Convicted felon wins due process appeal from parole rescission

This case is a fascinating one because it involves a convicted murderer who sued state parole officials who allegedly conspired to rescind a parole board decision to grant him parole. The case was dismissed on summary judgment, but the Court of Appeals revives plaintiff's due process claim.

The case is Victory v. Pataki, a summary order decided on April 17. At eight single-spaced pages, this is one of the longest summary orders in years. Plaintiff is not a sympathetic character. He was convicted of felony murder in the death of a police officer in 1970, and in 1978 he escaped from jail and remained at large before they found him and threw him back into jail. He's been a model inmate since 1981. He was granted parole in March 1999, but before plaintiff was able to leave prison, a series of phone calls took place between Governor Pataki's office and Board of Parole people in Albany. This led to a parole rescission hearing that month, which resulted in ... rescission. No parole for Victory. The Board of Parole then reversed that decision because the rescission ruling was procedurally flawed, ordering a new hearing that never happened because a state court next granted plaintiff's habeas corpus petition, which the Appellate Division then reversed while ordering a new hearing. That new hearing never happened, either, because plaintiff was reincarcerated for violating parole conditions. Some further court activity led to plaintiff's freedom again. Meanwhile, he sued state officials, including Pataki, for the parole rescission.

Got all that? The beauty of the court system is that even someone like Victory can get a fair shake despite his background. As governor, Pataki had made an issue about denying parole to guys like this, but that did not become law. No politician was ever taken to the woodshed for being tough on crime. Anyway, the Second Circuit (Pooler and Parker [Wesley recused himself]) reverses summary judgment on the due process claim, finding that the district court did not view the evidence in the light most favorable to Victory. It boils down to those communications among Parole Board and Governor's office people right after Victory won parole. The Second Circuit finds evidence of a conspiracy, one of the hardest ways to win a civil rights case. Here is how the Court of Appeals sees it:

[A]t no point did the district court address the phone records corroborating Victory’s contention that the conversations allegedly identifying Victory’s escape as a basis for rescission preceded Graber’s own purported realization that he had overlooked the escape. Whereas the State Defendants asserted that Graber first became aware of Victory’s escape on January 13, 1999, during a phone conversation between Graber, Tracy, and Grant, Victory pointed to phone records indicating that this call could not have occurred until January 14, 1999, the day after admissible evidence suggests that Lapp was already soliciting letters emphasizing the escape. As the district court at one point acknowledged, Victory raised a genuine dispute as to whether Graber lied about his awareness of the escape to the rescission panel.
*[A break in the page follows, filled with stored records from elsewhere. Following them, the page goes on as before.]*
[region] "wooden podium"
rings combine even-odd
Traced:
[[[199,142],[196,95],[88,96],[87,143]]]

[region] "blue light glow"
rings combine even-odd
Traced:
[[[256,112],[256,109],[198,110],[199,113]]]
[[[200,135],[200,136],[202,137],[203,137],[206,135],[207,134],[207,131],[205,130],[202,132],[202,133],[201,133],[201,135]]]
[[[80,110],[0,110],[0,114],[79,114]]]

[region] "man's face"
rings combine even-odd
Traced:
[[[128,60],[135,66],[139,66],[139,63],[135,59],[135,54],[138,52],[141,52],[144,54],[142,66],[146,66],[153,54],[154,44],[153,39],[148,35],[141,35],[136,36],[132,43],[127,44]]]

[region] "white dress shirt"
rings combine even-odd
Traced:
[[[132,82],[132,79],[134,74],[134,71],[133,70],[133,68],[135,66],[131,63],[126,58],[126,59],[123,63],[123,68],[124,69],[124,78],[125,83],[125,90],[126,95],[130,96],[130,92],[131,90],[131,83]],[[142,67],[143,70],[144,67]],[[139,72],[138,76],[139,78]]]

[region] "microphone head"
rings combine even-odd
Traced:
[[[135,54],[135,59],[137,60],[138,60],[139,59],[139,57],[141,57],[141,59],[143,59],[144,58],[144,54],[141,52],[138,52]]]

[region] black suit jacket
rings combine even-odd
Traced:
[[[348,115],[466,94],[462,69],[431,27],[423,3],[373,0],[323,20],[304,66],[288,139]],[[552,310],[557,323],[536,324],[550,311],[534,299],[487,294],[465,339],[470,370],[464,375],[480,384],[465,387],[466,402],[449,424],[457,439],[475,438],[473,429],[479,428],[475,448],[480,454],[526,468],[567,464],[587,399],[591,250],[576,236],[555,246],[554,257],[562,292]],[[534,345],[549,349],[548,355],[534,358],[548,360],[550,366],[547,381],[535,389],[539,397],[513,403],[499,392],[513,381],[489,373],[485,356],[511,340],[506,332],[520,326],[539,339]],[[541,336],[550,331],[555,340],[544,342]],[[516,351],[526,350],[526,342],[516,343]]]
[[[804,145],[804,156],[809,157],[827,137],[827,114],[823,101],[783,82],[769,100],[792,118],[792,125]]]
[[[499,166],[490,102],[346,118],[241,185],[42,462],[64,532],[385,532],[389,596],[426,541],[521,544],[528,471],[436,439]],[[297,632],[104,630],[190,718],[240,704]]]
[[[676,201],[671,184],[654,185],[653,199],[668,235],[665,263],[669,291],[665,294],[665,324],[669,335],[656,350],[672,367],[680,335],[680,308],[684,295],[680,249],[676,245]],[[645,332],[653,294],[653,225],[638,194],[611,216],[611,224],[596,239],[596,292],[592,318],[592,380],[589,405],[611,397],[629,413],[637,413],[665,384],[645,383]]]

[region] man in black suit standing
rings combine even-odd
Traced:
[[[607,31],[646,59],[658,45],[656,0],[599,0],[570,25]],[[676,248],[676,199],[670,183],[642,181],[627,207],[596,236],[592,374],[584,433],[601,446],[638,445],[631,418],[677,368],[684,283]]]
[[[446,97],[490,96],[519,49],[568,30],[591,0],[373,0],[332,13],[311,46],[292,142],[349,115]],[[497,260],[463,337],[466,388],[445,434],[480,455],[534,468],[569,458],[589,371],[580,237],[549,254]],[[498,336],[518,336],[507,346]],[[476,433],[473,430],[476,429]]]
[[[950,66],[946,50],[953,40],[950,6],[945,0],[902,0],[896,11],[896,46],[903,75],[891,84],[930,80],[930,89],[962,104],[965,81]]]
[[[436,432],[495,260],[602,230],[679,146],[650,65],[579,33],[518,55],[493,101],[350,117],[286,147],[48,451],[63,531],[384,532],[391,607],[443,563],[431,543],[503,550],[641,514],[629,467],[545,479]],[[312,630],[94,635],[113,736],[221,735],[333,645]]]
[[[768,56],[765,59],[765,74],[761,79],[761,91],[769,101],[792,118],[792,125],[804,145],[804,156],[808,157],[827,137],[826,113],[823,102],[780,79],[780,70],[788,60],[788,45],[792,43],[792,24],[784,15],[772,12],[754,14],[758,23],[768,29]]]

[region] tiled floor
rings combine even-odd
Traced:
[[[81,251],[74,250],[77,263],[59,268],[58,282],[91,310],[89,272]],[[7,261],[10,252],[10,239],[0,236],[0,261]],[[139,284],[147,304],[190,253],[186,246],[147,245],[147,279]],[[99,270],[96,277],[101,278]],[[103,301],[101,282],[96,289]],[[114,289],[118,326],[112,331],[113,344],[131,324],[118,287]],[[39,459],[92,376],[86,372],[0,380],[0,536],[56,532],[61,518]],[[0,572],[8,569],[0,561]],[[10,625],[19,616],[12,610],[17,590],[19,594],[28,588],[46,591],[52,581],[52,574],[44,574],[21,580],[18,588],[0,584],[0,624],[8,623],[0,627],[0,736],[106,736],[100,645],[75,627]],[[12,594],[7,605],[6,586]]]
Considering these facts in conjunction with the State Defendants’ inconsistent testimony regarding the chain of events preceding the rescission hearing, a reasonable juror could conclude that there was an agreement among those defendants who prematurely set in motion rescission procedures with this allegedly false pretext in mind. These “inference[s] of impropriety” distinguish Victory’s conspiracy allegations from those that we have dismissed on the basis that they are supported only by “unsubstantiated speculation” with no evidence “to suggest anything untoward took place.”